Los invito a recurrir a esta sanación. No es algo mágico, es un escudriñar dentro de nuestro ser, es querernos y darnos este regalo que puede llevarnos a la salvación de nuestra alma y por ende, llenarnos de gozo, de paz, de plenitud. Y nos permite un encuentro diario con ese Ser Supremo, al cual de repente, podemos tener olvidado o simplemente conocerlo de manera superficial.
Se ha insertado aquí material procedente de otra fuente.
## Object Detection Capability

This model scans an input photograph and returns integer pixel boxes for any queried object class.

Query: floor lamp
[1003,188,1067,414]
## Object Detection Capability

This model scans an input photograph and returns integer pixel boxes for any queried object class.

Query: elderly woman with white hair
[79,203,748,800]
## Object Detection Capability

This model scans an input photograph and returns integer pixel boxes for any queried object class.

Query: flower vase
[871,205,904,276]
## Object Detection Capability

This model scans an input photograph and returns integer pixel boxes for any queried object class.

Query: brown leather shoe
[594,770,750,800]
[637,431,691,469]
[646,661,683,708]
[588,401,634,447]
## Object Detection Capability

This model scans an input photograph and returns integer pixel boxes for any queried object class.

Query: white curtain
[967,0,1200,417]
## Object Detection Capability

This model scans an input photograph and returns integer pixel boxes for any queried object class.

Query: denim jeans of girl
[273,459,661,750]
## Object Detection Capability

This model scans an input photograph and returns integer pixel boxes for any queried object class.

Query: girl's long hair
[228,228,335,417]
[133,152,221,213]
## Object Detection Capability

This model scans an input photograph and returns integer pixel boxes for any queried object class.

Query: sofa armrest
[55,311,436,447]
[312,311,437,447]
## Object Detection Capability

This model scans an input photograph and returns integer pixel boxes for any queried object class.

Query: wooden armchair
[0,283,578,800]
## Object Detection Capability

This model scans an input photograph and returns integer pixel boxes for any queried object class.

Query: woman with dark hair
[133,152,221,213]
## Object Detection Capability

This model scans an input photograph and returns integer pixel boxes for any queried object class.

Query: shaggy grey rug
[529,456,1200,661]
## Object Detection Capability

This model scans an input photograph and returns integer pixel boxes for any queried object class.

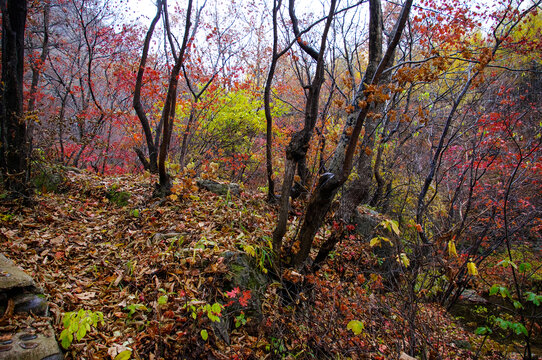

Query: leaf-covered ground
[0,173,528,359]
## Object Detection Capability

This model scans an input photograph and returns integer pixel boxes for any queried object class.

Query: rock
[13,294,49,316]
[0,325,64,360]
[452,340,472,350]
[152,232,182,242]
[0,254,64,360]
[352,206,385,239]
[223,251,269,292]
[219,251,270,343]
[459,289,488,304]
[0,254,36,292]
[399,351,417,360]
[196,179,241,196]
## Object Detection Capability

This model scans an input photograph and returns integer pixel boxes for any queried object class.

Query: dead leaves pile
[0,173,506,359]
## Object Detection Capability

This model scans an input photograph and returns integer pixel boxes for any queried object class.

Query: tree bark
[133,0,162,173]
[158,0,193,196]
[273,0,337,254]
[263,0,282,203]
[26,1,51,182]
[0,0,29,197]
[291,0,412,266]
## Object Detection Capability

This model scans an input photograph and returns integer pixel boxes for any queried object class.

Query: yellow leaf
[114,350,132,360]
[369,238,380,247]
[448,240,457,257]
[346,320,365,335]
[397,253,410,267]
[467,261,478,276]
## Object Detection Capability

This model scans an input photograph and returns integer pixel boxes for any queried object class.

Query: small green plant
[346,320,365,335]
[185,301,224,322]
[60,309,104,349]
[124,304,149,318]
[0,214,14,223]
[105,185,131,205]
[241,236,273,274]
[235,311,247,328]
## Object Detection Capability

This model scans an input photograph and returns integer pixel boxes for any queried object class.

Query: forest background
[0,0,542,359]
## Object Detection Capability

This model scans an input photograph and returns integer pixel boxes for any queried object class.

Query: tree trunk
[263,0,282,203]
[158,0,192,196]
[133,0,162,173]
[291,0,412,266]
[273,0,337,254]
[26,1,50,182]
[0,0,29,197]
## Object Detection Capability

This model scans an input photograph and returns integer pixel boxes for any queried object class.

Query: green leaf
[390,220,401,236]
[525,291,542,306]
[474,326,493,335]
[113,350,132,360]
[489,284,499,296]
[60,329,73,349]
[211,303,222,314]
[497,259,518,269]
[346,320,365,335]
[158,295,167,305]
[519,263,531,273]
[76,324,90,341]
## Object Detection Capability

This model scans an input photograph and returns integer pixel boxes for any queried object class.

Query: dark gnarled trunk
[0,0,29,197]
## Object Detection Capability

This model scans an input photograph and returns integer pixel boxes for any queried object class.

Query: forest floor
[0,172,536,359]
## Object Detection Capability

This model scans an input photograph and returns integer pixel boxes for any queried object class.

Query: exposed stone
[196,179,241,196]
[0,325,64,360]
[212,251,269,343]
[0,254,35,292]
[13,294,49,316]
[459,289,488,304]
[352,206,385,239]
[399,352,416,360]
[0,254,64,360]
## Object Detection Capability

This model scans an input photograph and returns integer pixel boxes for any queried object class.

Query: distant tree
[0,0,29,197]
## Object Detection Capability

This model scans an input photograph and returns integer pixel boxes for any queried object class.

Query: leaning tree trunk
[0,0,29,197]
[158,0,192,196]
[291,0,412,266]
[26,1,51,182]
[133,0,163,173]
[273,0,337,255]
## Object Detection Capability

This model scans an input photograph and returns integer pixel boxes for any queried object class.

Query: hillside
[0,172,536,359]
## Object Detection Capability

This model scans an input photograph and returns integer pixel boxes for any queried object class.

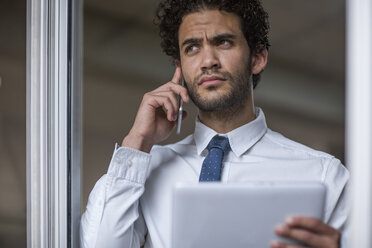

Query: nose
[200,46,221,72]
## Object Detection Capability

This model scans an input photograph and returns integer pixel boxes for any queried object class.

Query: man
[81,0,349,247]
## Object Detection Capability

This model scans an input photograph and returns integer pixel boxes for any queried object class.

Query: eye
[218,40,232,48]
[185,45,199,54]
Nos llama a recibir a Jesús, su Cuerpo y su Sangre, a través de la Sagrada Eucaristía diaria, un gran regalo, el mejor de todos, el que puede llevarnos al cielo y gratis, no nos cuenta nada, solo sacar el tiempo. Nos enseña también a tener ese encuentro con el Todopoderoso en el silencio de nuestro interior a través de Jesús Sacramentado. En muchas iglesias alrededor de nuestra casa o cerca de la oficina donde trabajamos exponen el Santísimo. Es correr para poder verlo, correr para poder tener una cita con Él. Correr para recibir su Amor y poder escucharlo. Y, al finalizar el día, que hermoso poder dedicar unos minutos a Nuestra Madre, la Virgen María, a través del Santo Rosario, que nos calma, nos llena de su prudencia, de su Amor incondicional, de su humildad.

¡Nacer de nuevo para ser mejores por dentro y por fuera. Resucitar como  resucitó Jesús!